From de6189da4d34c4663c0fd317000caca456e19712 Mon Sep 17 00:00:00 2001
From: Tyler Goodlet <jgbt@protonmail.com>
Date: Wed, 21 Aug 2024 12:16:17 -0400
Subject: [PATCH] Drop `.cancel_actor()` from `maybe_spawn_daemon()`

Since `tractor`'s new and improved inter-actor cancellation semantics
are much more pedantic, AND bc we use the `ServiceMngr` for spawning
service actors on-demand, the caller of `maybe_spawn_daemon()` should
NEVER conduct a so called "out of band" `Actor`-runtime cancel request
since this is precisely the job of our `ServiceMngr` XD

Add a super in depth note explaining the underlying issue and adding
a todo list of how we should prolly augment `tractor` to make such cases
easier to grok and fix in the future!
---
 piker/service/_daemon.py | 60 +++++++++++++++++++++++++++++++++++++++-
 1 file changed, 59 insertions(+), 1 deletion(-)

diff --git a/piker/service/_daemon.py b/piker/service/_daemon.py
index a76918ec..0cb57291 100644
--- a/piker/service/_daemon.py
+++ b/piker/service/_daemon.py
@@ -134,7 +134,65 @@ async def maybe_spawn_daemon(
         async with tractor.wait_for_actor(service_name) as portal:
             lock.release()
             yield portal
-            await portal.cancel_actor()
+            # --- ---- ---
+            # XXX NOTE XXX
+            # --- ---- ---
+            # DO NOT PUT A `portal.cancel_actor()` here (as was prior)!
+            #
+            # Doing so will cause an "out-of-band" ctxc
+            # (`tractor.ContextCancelled`) to be raised inside the
+            # `ServiceMngr.open_context_in_task()`'s call to
+            # `ctx.wait_for_result()` AND the internal self-ctxc
+            # "graceful capture" WILL NOT CATCH IT!
+            #
+            # This can cause certain types of operations to raise
+            # that ctxc BEFORE THEY `return`, resulting in
+            # a "false-negative" ctxc being raised when really
+            # nothing actually failed, other then our semantic
+            # "failure" to suppress an expected, graceful,
+            # self-cancel scenario..
+            #
+            # bUt wHy duZ It WorK lIKe dis..
+            # ------------------------------
+            # from the perspective of the `tractor.Context` this
+            # cancel request was conducted "out of band" since
+            # `Context.cancel()` was never called and thus the
+            # `._cancel_called: bool` was never set.
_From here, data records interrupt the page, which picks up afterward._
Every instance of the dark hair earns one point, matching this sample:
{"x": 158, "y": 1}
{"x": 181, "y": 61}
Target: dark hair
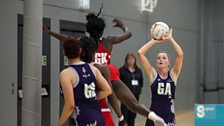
{"x": 89, "y": 48}
{"x": 95, "y": 26}
{"x": 71, "y": 48}
{"x": 126, "y": 60}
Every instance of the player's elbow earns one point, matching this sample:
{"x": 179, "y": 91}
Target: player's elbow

Despite the
+            # remote `.canceller` being set to `pikerd` (i.e. the
+            # same `Actor.uid` of the raising service-mngr task) the
+            # service-task's ctx itself was never marked as having
+            # requested cancellation and thus still raises the ctxc
+            # bc it was unaware of any such request.
+            #
+            # How to make grokin these cases easier tho?
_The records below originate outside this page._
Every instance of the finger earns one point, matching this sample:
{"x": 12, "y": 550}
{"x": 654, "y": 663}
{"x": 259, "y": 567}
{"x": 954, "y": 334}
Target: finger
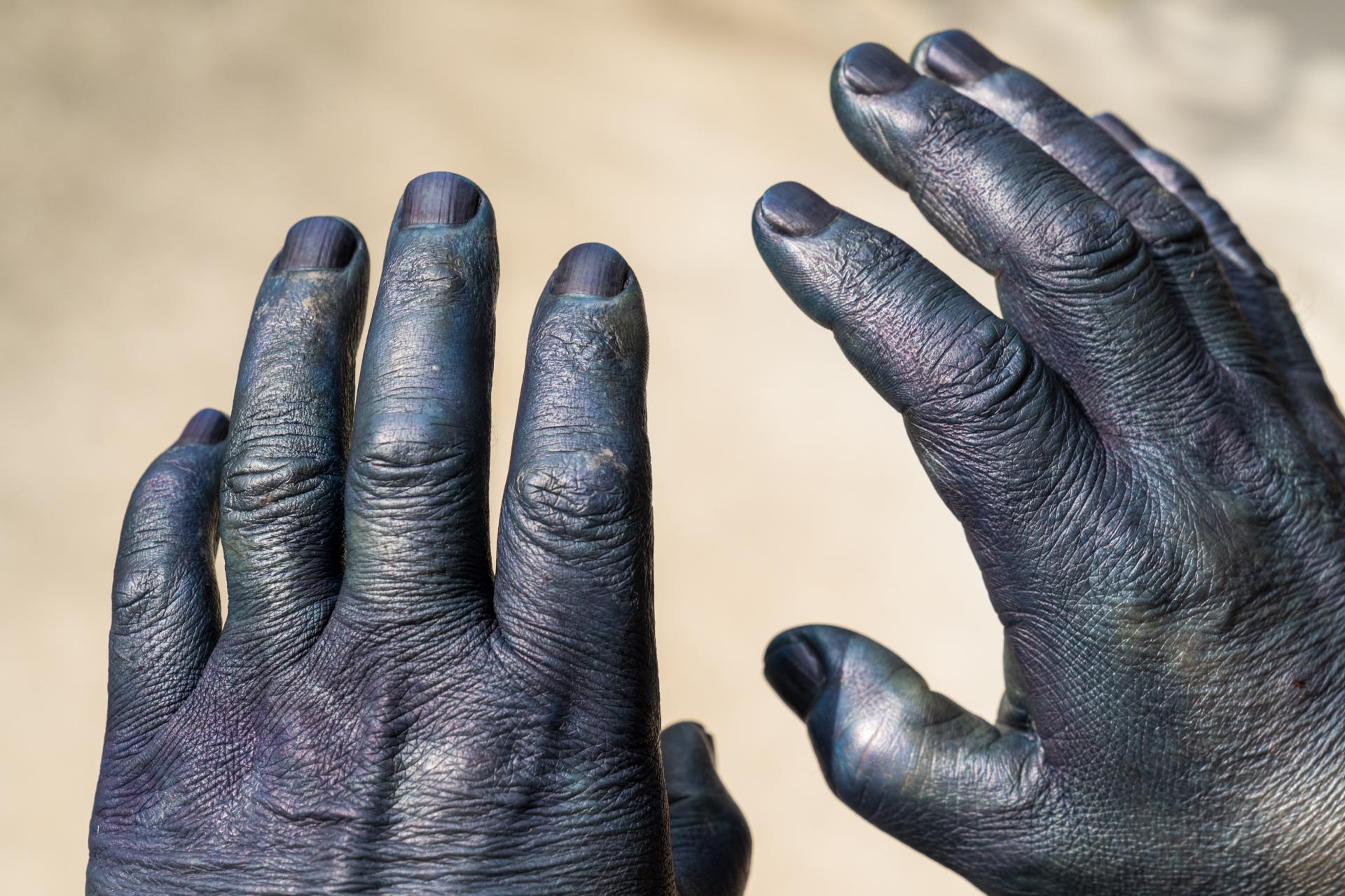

+            # ------------------------------------------
+            # Because `Portal.cancel_actor()` was called it requests
+            # "full-`Actor`-runtime-cancellation" of it's peer
+            # process which IS NOT THE SAME as a single inter-actor
+            # RPC task cancelling its local context with a remote
+            # peer `Task` in that same peer process.
+            #
+            # ?TODO? It might be better if we do one (or all) of the
+            # following:
+            #
+            # -[ ] at least set a special message for the
+            #    `ContextCancelled` when raised locally by the
+            #    unaware ctx task such that we check for the
+            #    `.canceller` being *our `Actor`* and in the case
+            #    where `Context._cancel_called == False` we specially
+            #    note that this is likely an "out-of-band"
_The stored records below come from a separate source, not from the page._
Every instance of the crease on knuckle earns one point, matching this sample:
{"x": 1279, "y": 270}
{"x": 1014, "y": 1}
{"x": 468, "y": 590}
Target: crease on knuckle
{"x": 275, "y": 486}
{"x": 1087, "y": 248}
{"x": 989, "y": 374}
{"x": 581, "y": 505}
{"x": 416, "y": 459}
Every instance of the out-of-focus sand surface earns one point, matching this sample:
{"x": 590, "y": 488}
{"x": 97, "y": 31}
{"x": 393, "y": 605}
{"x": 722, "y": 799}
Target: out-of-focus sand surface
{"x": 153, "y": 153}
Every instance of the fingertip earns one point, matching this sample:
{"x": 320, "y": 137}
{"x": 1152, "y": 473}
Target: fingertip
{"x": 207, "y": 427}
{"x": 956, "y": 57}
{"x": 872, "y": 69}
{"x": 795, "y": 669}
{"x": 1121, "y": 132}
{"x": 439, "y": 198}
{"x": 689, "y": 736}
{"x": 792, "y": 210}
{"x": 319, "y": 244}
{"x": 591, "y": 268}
+            #    runtime-cancel request triggered by some call to
+            #    `Portal.cancel_actor()`, possibly even reporting the
+            #    exact LOC of that caller by tracking it inside our
+            #    portal-type?
+            # -[ ] possibly add another field `ContextCancelled` like
+            #    maybe a,
+            #    `.request_type: Literal['os', 'proc', 'actor',
+            #    'ctx']` type thing which would allow immediately
+            #    being able to tell what kind of cancellation caused
+            #    the unexpected ctxc?
+            # -[ ] REMOVE THIS COMMENT, once we've settled on how to
+            #     better augment `tractor` to be more explicit on this!
 
 
 async def spawn_emsd(